Current economic conditions have provided sufficient evidence that has prompted more in-depth evaluation of supply chains and related issues in many industries, especially industries that utilize processing technology like the beverage group. The uncertainty of material, machinery and people flow has required beverage producers in all segments to re-evaluate how procedures, practices and methods are coping with some unprecedented operating conditions.

The core of these operations is the supply chain with effective execution in all phases, which includes product processing, packaged production, warehousing, pre-distribution and distribution — with some variations in function and terminology used. Historically, it has been an evolution from old-fashioned planning and scheduling in production control with a new name. With this in mind, a review of six decades in nearly every beverage area prompted two related issues to consider. First, there has to be a detailed understanding of how supply chains should operate, and second, there should be a realization of how the system does operate.

Observations, research and experience again reveal what is actually happening in execution — are we integrated or not, and if not, why?

The integration of one’s supply chain —and how it is executed — depends on whom you talk to and in what phase they perform?  On numerous occasions, the search reveals that all phases are not aware of the domino effect that each segment holds and why integration is a necessity.

The best way to determine how well a system is integrated is to relate actual discussions with people in charge of a specific part of the supply chain.

For example, if you ask a distribution manager for an interpretation of the supply chain, the answer invariably will cover the responsibility of distributing product — with some awareness of the importance of product availability.

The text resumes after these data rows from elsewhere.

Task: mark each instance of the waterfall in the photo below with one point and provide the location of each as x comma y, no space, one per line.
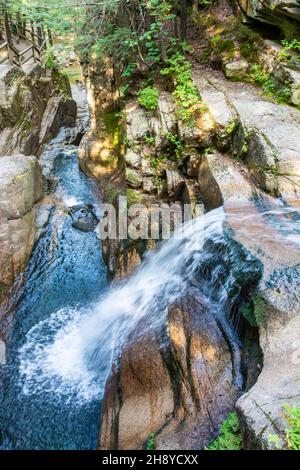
70,353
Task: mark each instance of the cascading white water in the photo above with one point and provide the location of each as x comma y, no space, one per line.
70,353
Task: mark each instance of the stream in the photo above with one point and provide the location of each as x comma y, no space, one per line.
65,276
67,326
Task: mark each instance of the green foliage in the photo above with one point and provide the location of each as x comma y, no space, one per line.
291,44
246,50
111,194
230,435
133,197
149,139
269,85
186,95
148,98
222,44
176,144
150,444
245,34
292,417
260,311
205,3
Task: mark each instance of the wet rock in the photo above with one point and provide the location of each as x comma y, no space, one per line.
237,69
84,218
137,123
175,182
97,155
283,14
178,386
42,217
278,126
33,106
276,303
134,178
20,188
133,159
149,185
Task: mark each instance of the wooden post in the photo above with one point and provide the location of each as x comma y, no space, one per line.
32,31
40,35
7,29
18,25
50,37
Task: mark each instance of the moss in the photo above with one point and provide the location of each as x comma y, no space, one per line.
260,310
61,83
111,122
221,44
292,418
133,197
74,74
230,437
111,194
150,444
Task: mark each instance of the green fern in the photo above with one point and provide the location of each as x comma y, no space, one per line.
230,437
292,417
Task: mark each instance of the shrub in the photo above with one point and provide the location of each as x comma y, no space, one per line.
230,435
292,417
186,95
269,85
148,98
222,44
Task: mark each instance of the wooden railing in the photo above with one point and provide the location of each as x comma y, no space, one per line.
20,43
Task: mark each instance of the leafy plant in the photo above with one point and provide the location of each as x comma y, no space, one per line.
269,85
186,95
292,417
148,98
176,144
150,444
230,435
221,44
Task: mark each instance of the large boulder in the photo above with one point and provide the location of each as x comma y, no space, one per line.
174,380
34,104
284,14
276,303
266,135
20,188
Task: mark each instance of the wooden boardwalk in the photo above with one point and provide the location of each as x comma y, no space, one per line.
21,41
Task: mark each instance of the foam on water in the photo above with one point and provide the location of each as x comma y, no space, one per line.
70,352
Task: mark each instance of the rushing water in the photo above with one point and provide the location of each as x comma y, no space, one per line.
67,326
66,274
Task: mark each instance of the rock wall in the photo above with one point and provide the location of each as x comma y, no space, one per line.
20,189
283,14
34,104
242,152
175,381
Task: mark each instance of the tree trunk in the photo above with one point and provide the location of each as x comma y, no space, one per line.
183,17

If you ask a warehouse manager for a supply chain interpretation, the personnel likely will relate to inventories, rotation cycles and order fulfillment; however, that raises a hidden function within the warehouse: pre-distribution, a critical supply chain phase not used by many because it is unfortunately buried in warehouse costs.

 Yet if you ask a production manager for a supply chain definition, the response will relate to production scheduling, packaging volatility and product mix.  Some reference might include other phases of the supply chain. 

These examples indicate a lack of integration per se, or that each phase doesn’t have to be acutely aware of the subsequent function. This is a false premise because the impacts on each phase are important and critical — it is a true domino affect process.

So, why does a supply chain have to be integrated?

You can’t really talk supply chain unless you recognize how tightly integrated each phase is with the next one. Each phase in dependent on the next or the system breaks down. Therefore, focusing on one phase over another can throw the entire supply chain process into turmoil. There has to be consensus.

Therefore, to firmly emphasize, each step depends on the next or there is no supply and no chain to integrate.  Separate and apart won’t function, practically or realistically — it just doesn’t work that way.